ΔH = –q ⁄ n, where q is the heat energy in joules and n is the moles of the limiting reagent; the negative sign indicates heat released in exothermic reactions.

What are the usual units for enthalpy change (ΔH)?

kJ mol⁻¹ (convert q from J to kJ by dividing by 1000 before applying ΔH = –q ⁄ n).

List four key assumptions made when using q = mcΔT in solution calorimetry.

1) All heat transfer occurs within the solution, 2) The solution’s specific heat capacity equals that of water (4.18 J g⁻¹ K⁻¹), 3) No heat is lost to surroundings, 4) The reaction goes to completion.

Outline the experimental procedure to measure the enthalpy change of neutralisation.

Use an insulated polystyrene cup, measure equal known volumes of acid and alkali, record their initial temperatures, mix and stir, record maximum temperature, then apply q = mcΔT (using total mass ≈ volume) and ΔH = –q ⁄ moles of water formed.

Why is a polystyrene cup preferred in solution-based enthalpy experiments?

Polystyrene is a good thermal insulator, reducing heat exchange with surroundings and improving accuracy of measured temperature changes.

Why do chemists often assume the density of dilute aqueous solutions is 1 g cm⁻³?

It lets them equate volume in cm³ directly to mass in grams, simplifying calorimetric calculations and introducing minimal error for dilute solutions.

Describe how to measure the enthalpy of combustion using a simple calorimeter.

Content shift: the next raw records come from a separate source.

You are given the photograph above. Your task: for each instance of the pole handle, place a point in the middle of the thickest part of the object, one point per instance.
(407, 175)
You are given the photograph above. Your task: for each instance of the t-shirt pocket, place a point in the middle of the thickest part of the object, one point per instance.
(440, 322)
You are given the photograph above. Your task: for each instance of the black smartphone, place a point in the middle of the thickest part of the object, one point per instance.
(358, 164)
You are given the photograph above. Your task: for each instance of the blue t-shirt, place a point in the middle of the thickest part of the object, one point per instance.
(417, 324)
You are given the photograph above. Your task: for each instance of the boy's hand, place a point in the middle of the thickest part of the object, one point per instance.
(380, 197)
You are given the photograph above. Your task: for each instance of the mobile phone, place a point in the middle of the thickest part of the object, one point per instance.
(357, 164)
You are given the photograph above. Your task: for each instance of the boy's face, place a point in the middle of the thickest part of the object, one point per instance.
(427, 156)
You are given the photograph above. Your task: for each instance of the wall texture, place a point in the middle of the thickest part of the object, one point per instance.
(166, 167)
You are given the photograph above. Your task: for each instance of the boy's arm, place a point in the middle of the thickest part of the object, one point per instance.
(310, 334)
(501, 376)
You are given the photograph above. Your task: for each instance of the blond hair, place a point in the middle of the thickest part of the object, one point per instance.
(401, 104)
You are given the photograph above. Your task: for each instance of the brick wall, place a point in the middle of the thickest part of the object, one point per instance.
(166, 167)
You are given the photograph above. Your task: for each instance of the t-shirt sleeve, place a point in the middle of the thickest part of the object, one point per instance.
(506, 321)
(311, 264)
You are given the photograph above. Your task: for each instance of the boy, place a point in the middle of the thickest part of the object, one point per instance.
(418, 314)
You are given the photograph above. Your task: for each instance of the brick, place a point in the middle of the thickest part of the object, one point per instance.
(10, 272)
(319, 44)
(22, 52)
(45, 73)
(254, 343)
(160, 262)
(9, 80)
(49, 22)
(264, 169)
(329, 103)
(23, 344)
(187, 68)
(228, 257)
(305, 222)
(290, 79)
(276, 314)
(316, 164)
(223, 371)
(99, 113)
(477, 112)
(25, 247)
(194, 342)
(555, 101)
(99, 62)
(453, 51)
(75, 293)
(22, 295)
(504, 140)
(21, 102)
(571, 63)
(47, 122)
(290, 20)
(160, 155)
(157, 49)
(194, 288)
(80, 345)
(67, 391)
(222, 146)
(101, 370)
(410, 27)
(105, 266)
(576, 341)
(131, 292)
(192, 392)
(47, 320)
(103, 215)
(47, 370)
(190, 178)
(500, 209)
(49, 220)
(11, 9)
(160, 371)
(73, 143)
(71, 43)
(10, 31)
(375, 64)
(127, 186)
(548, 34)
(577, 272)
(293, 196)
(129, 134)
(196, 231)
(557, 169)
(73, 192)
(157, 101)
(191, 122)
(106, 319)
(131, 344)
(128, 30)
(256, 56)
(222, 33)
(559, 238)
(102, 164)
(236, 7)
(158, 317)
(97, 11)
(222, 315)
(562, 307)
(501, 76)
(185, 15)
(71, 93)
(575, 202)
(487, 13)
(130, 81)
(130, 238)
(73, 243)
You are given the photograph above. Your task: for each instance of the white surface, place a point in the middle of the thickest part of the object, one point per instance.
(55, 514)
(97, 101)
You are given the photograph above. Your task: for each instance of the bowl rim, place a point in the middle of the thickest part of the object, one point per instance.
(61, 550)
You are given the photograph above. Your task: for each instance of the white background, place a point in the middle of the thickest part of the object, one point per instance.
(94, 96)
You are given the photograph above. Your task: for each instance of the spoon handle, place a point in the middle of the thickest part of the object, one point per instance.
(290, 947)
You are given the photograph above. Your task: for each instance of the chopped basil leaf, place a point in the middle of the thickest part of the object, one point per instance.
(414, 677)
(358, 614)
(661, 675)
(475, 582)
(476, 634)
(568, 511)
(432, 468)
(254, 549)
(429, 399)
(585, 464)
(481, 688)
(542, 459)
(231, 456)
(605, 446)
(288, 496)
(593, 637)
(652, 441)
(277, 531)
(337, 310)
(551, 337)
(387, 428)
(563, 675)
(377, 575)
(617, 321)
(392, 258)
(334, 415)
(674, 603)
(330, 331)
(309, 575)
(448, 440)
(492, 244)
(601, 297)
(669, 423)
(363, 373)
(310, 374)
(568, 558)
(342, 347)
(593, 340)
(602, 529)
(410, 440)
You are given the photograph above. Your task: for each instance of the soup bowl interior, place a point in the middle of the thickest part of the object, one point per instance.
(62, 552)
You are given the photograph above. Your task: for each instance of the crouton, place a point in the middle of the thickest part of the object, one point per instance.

Fill a metal calorimeter with a known mass of water, weigh a spirit burner before and after burning, burn the fuel beneath the water, record the temperature rise, calculate q = mcΔT for the water, determine moles of fuel burned, then compute ΔH = –q ⁄ n.

Give four sources of error when measuring an enthalpy of combustion with a simple calorimeter.

Heat loss to surroundings, incomplete combustion of fuel, evaporation of fuel or water, and inadequate insulation.

State five methods to improve the accuracy of calorimetry experiments.

Use a draught shield, place a lid on the calorimeter, insulate with foil or polystyrene, employ a digital thermometer/temperature probe, or use a bomb calorimeter for combustion.

Why might an experimentally determined ΔH be less exothermic than the accepted value?

Heat loss to surroundings, evaporation of liquids, measurement inaccuracies, or the reaction being incomplete or slow.

In the example where 25 cm³ of 1.00 mol dm⁻³ HCl reacts with 25 cm³ of 1.00 mol dm⁻³ NaOH and ΔT = 6.5 °C, what is the calculated ΔH?

–54.3 kJ mol⁻¹ (q = 1.358 kJ; moles of water formed = 0.025 mol; ΔH = –1.358 ⁄ 0.025).

What specific heat capacity value is usually assumed for aqueous solutions in calorimetry?

4.18 J g⁻¹ K⁻¹, the specific heat capacity of water.

In ΔH = –q ⁄ n, which quantity of substance is used for n?

The number of moles of the limiting reagent (or, for neutralisation, moles of water produced; for combustion, moles of fuel burned).

What does the negative sign in ΔH = –q ⁄ n signify in an exothermic reaction?

That heat is released by the system to the surroundings, making ΔH negative for exothermic processes.